Indeed, there seemed to be a tension throughout the conference between further defining environmental security problems and moving on to solutions. As one speaker put it, “Everything that is too simple is wrong, and everything that is too complicated is useless.” The problem is clear, said Oli Brown of UN Environment, but the solutions are diffuse; you need to do everything, which makes it hard to prioritize.

Amina J. Mohammed, the Nigerian minister of the environment, described how climate change is exacerbating security problems in her country, from Boko Haram to the Niger Delta, and pleaded for “no more pilot projects.” We need climate projects that can scale up and help many people, she said. “This is about our humanity, about shared values.”

Monique Barbut, the executive secretary of the United Nations Convention to Combat Desertification, said that nearly all the illegal migrants that have caused so much political upheaval in Europe are from drylands, implying a connection to climate change (though plenty of desertification occurs absent climate change too).
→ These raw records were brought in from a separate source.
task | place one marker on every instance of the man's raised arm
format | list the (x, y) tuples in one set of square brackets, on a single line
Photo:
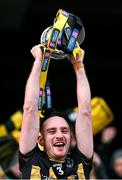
[(84, 136), (30, 122)]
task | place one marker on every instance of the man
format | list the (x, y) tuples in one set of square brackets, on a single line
[(58, 160)]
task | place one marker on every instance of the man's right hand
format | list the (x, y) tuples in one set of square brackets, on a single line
[(37, 51)]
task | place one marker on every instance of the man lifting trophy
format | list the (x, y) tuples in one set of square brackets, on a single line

Taking steps to build resilience in origin areas and reduce the need to move is much cheaper than resettling people, she said, and certainly much cheaper than military action to shore up unstable governments.

Ernst Peter Fischer of the German Foreign Office urged attendees – who ranged from government policymakers and practitioners to military officers, non-government experts, and academics – to focus on taking concrete actions, then learning and adapting from there. “You don’t need to solve everything at once,” he said.
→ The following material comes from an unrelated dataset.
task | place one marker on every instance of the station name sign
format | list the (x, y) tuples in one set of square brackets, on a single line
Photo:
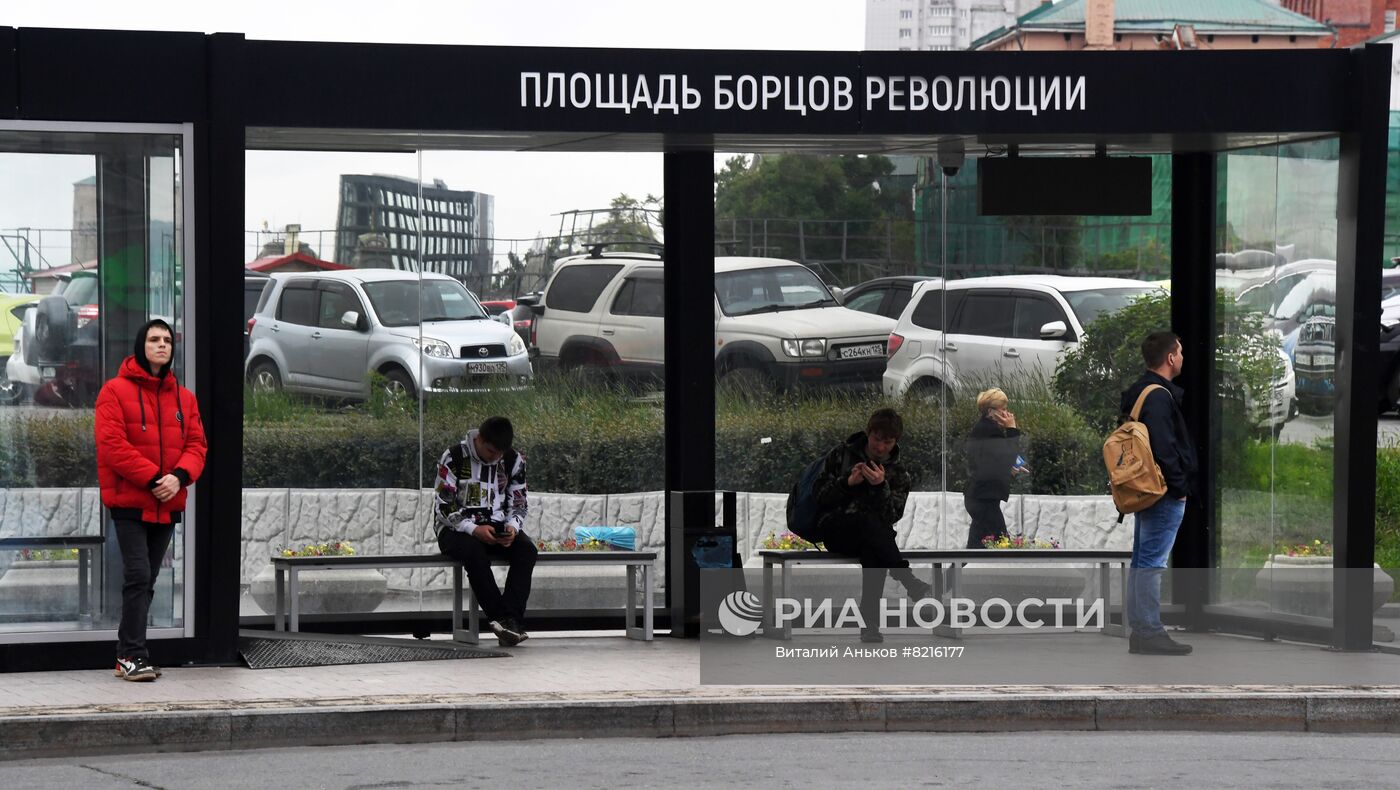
[(800, 94)]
Smaller working groups did produce more discrete discussions reflecting a broad range of experiences and roles: Is it better to have explicit climate programs or to mainstream climate interventions across the whole of government? How do you “prove” a conflict has been avoided? What is the role of the United Nations Security Council in climate-security issues? How do you build the capacity of non-government adaptation efforts without eroding government legitimacy? What can be learned from the nuclear non-proliferation effort? How do you at the very least avoid exacerbating existing conflicts? How do you encourage the positive, adaptive aspects of migration?
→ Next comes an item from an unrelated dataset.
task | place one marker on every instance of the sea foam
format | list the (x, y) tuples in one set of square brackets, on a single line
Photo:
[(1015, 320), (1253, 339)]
“We have elements that are starting to form a full picture”

Representatives from Mercy Corps, an international development NGO, and the Intergovernmental Authority on Development, an East African trade and development bloc, spoke about innovative efforts to reduce vulnerability to drought in the Horn of Africa and improve resource management.

Foreign ministry representatives from Sweden, Italy, and the Netherlands promised that their countries would work together to put climate change on the agenda of the United Nations Security Council during their rotations, which start January 1, 2017. One of the main themes for the Netherlands will be “finding innovative solutions to water- and climate-related security challenges,” said Koenders. Sweden’s State Secretary for Development Cooperation Ulrika Modéer said her country is pursuing a “feminist foreign policy” and will put an emphasis on women and peace as well as climate change during their term on the Council.

The discussions over two days of meetings were remarkable for the varying personal and political contexts but shared general objectives. The mosaic of attendees in some ways reflects the state of global climate policy. Pascal Delisle of the European External Action Service, the European Union’s diplomatic arm, likened it to the early stages of an impressionist painting: “We have elements that are starting to form a full picture… We’re getting toward more coherence, more alignment; we’re still working on steering.”

Next year the organizers say they plan to expand global representation (as one might expect, attendees were mainly from Europe), involve the private sector more, and possibly draft some kind of public declaration. What the global political landscape will look like then is anyone’s guess. But the diffusion of the effort to prepare for and address environment-related security problems may be a positive aspect in some respects. As states become less important in terms of shaping world affairs, as many believe is the case, their leadership may become less crucial too, with multilateral and mixed public-private partnerships increasingly filling the void.